INDIANAPOLIS – Americans listening to Republican rhetoric might expect that the McConnell tax plan’s corporate overhaul will encourage companies to bring jobs back from overseas. Yet an analysis by former Director of the National Economic Council Gene Sperling makes clear that in their haste to cut taxes for larger corporations, Republicans have created a taxation system that is more likely to have the opposite effect.
Republicans and administration officials are changing the topline corporate tax rates and switching to a “territorial system” of taxation that allows American companies to pay taxes on foreign earnings only to the nation where those profits are claimed instead of owing any to the U.S. Theoretically, this may encourage companies to move jobs and profits back to the United States.
But as Sperling wrote in The Atlantic this month, the system will likely have the opposite effect on keeping jobs in the U.S. Under the territorial system, companies may simply shift all of their production and profits to tax havens, knowing that they could permanently avoid nearly all taxation on their profits there.
A territorial system typically escapes this problem because it is paired with an Alternative Minimum Tax (AMT), which U.S. companies would pay to the federal government on all profits regardless of where those profits are made—if a company pays taxes to the U.S. government at a similar rate no matter where they make their profits, the incentive to move and keep production overseas shrinks. For instance, a corporate tax reform proposal written by the previous administration with similar goals that cut the top corporate rate to 20% had an AMT of 19%.

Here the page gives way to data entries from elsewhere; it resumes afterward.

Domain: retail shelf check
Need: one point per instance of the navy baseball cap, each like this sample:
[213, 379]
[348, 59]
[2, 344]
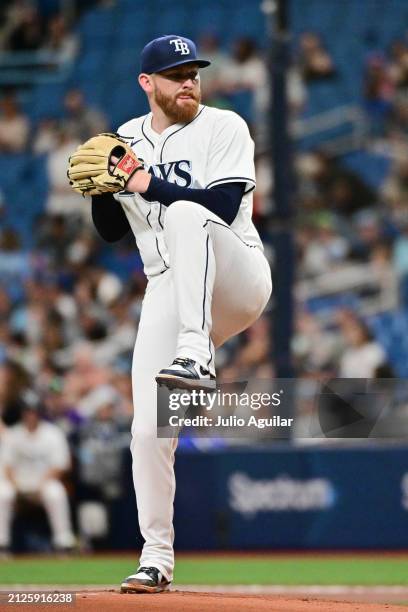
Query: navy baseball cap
[168, 51]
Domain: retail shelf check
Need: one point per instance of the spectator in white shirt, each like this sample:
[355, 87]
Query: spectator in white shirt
[34, 456]
[364, 355]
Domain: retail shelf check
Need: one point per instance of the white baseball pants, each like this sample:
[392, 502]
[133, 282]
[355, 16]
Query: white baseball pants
[216, 287]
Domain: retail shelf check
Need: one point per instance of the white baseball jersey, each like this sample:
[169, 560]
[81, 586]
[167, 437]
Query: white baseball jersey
[217, 284]
[214, 148]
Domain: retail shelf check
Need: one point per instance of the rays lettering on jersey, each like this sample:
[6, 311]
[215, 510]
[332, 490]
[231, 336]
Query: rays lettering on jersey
[178, 172]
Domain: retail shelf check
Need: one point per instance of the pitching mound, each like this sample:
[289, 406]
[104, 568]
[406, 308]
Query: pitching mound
[180, 601]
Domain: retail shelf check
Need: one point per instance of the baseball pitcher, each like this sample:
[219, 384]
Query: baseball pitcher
[181, 178]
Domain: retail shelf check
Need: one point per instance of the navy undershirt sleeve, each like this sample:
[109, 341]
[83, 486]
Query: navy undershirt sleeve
[223, 200]
[112, 224]
[109, 218]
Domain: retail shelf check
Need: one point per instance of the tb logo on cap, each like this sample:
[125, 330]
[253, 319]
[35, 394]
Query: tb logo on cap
[180, 46]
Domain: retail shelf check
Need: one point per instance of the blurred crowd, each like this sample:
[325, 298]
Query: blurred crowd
[70, 305]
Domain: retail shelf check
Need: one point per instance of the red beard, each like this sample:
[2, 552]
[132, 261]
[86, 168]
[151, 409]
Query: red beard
[178, 113]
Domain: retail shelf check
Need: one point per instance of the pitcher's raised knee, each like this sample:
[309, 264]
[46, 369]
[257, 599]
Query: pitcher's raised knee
[184, 211]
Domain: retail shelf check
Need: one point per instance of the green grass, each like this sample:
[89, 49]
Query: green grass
[262, 570]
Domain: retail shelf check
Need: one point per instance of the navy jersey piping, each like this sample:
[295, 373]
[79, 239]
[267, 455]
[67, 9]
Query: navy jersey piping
[231, 179]
[144, 133]
[182, 128]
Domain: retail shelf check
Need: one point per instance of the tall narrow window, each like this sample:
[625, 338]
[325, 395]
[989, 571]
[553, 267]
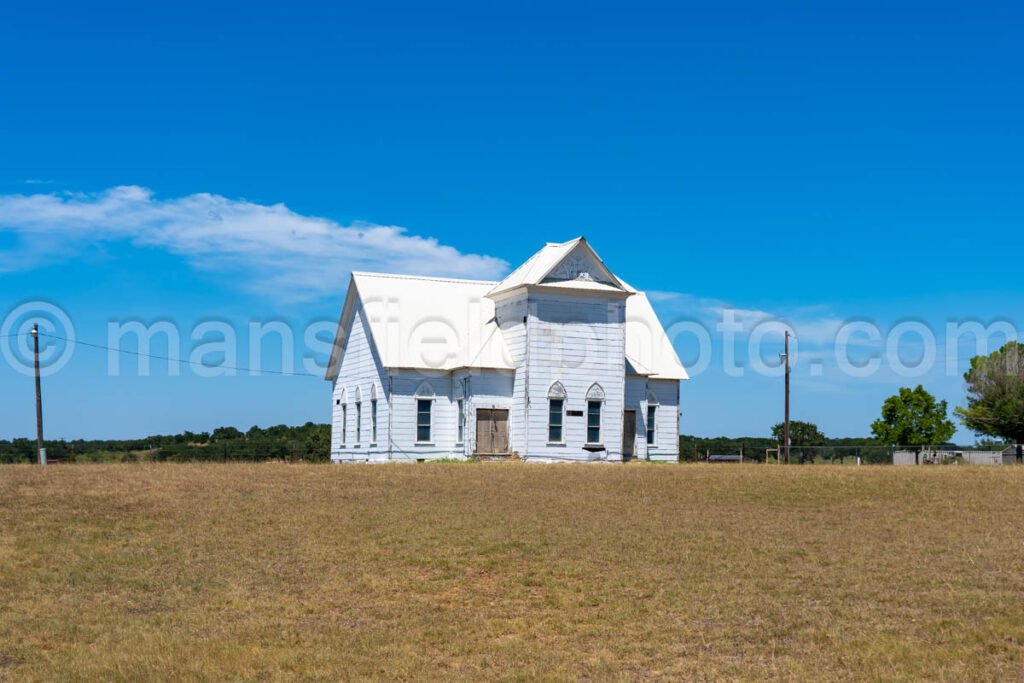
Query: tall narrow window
[344, 423]
[555, 412]
[358, 424]
[462, 421]
[593, 422]
[595, 397]
[373, 420]
[423, 420]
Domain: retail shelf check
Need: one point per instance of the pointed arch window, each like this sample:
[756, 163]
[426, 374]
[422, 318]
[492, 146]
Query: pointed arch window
[595, 404]
[651, 419]
[556, 414]
[373, 415]
[424, 413]
[358, 416]
[344, 416]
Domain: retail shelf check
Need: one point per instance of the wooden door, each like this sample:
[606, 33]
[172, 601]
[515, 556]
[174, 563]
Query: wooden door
[500, 431]
[492, 430]
[629, 433]
[482, 430]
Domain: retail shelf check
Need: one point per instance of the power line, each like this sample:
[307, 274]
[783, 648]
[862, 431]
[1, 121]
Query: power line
[168, 358]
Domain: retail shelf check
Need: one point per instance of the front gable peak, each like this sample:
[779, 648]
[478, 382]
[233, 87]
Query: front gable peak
[571, 264]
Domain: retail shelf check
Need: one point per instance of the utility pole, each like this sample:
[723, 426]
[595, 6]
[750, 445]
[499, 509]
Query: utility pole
[785, 356]
[39, 397]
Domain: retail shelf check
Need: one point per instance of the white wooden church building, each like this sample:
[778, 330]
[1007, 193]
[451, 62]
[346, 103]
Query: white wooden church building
[561, 360]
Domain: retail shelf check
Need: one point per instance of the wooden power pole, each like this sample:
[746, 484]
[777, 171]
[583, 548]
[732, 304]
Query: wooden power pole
[39, 397]
[785, 354]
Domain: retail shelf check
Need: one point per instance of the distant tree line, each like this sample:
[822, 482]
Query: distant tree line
[308, 442]
[807, 444]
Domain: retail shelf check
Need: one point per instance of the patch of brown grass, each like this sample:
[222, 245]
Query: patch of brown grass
[510, 572]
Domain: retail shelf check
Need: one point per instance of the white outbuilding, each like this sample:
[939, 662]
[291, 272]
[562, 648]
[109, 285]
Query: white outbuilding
[561, 360]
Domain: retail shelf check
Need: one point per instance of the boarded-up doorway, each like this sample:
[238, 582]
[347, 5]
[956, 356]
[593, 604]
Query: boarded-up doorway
[492, 430]
[629, 433]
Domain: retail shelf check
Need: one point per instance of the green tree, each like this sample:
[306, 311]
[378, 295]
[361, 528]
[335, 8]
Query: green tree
[995, 394]
[803, 437]
[913, 418]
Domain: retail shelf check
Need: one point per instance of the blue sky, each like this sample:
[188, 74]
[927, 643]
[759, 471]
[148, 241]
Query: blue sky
[813, 164]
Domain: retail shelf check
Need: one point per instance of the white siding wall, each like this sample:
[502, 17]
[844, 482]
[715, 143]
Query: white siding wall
[358, 368]
[489, 388]
[666, 417]
[510, 314]
[636, 399]
[404, 385]
[579, 341]
[576, 340]
[667, 420]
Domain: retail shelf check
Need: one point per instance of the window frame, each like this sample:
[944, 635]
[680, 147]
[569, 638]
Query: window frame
[600, 416]
[430, 420]
[373, 422]
[344, 424]
[561, 421]
[460, 434]
[650, 425]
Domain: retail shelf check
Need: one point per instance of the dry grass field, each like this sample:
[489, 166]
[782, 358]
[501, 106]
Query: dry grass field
[511, 571]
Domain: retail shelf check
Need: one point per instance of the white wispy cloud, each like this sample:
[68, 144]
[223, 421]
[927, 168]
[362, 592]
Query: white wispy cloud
[813, 326]
[269, 248]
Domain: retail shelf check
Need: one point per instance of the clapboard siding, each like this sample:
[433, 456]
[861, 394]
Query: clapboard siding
[578, 341]
[359, 369]
[554, 321]
[404, 386]
[484, 389]
[511, 314]
[636, 399]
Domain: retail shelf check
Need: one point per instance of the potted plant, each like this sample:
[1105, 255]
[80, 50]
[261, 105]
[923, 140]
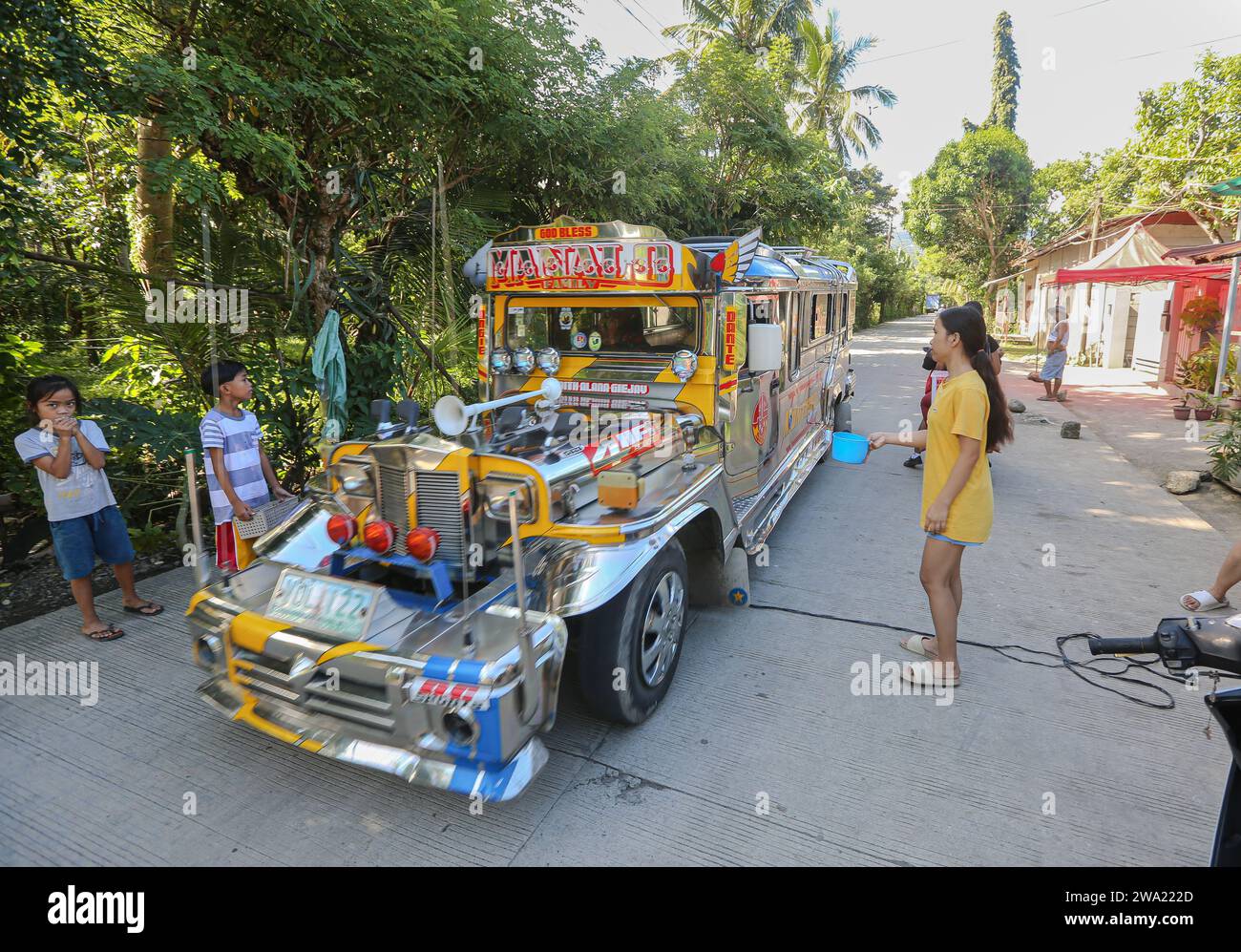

The bill that passed the House, however, had no corporate AMT, and neither did the final McConnell bill. Under the tax regime in the final bill, then, American companies would have incentive to book as much of their profit overseas in tax havens as they can instead of in America, as profits will be taxed solely at the rates set by the low-tax nations.
The McConnell bill’s rules, Sperling says, are “a worst of all worlds scenario: an even greater corporate focus on international tax minimization through a careful mixture of shifting profits and operations overseas.”
“Republicans have claimed that they want to help the middle class, just like they claimed they want to make it easier to bring jobs back to America, but the McConnell tax bill they passed does neither,” said Will Baskin-Gerwitz, Senior Media Strategist for the Indiana Democratic Party. “There are so many loopholes in the corporate tax code to keep the GOP’s special interest donors happy that the code’s changes are more likely to send more jobs overseas than bring them back. Anyone expecting this tax code to usher in a new day for American workers will be sorely disappointed.”
This release is part of day eleven of the Indiana Democrats’ 12 Days of Taxes, a daily series highlighting the problems the McConnell tax bill would create if passed this holiday season. While the McConnell plan would raise taxes on middle class Americans to fund more tax breaks for the wealthy and major corporations, its consequences stretch across American life.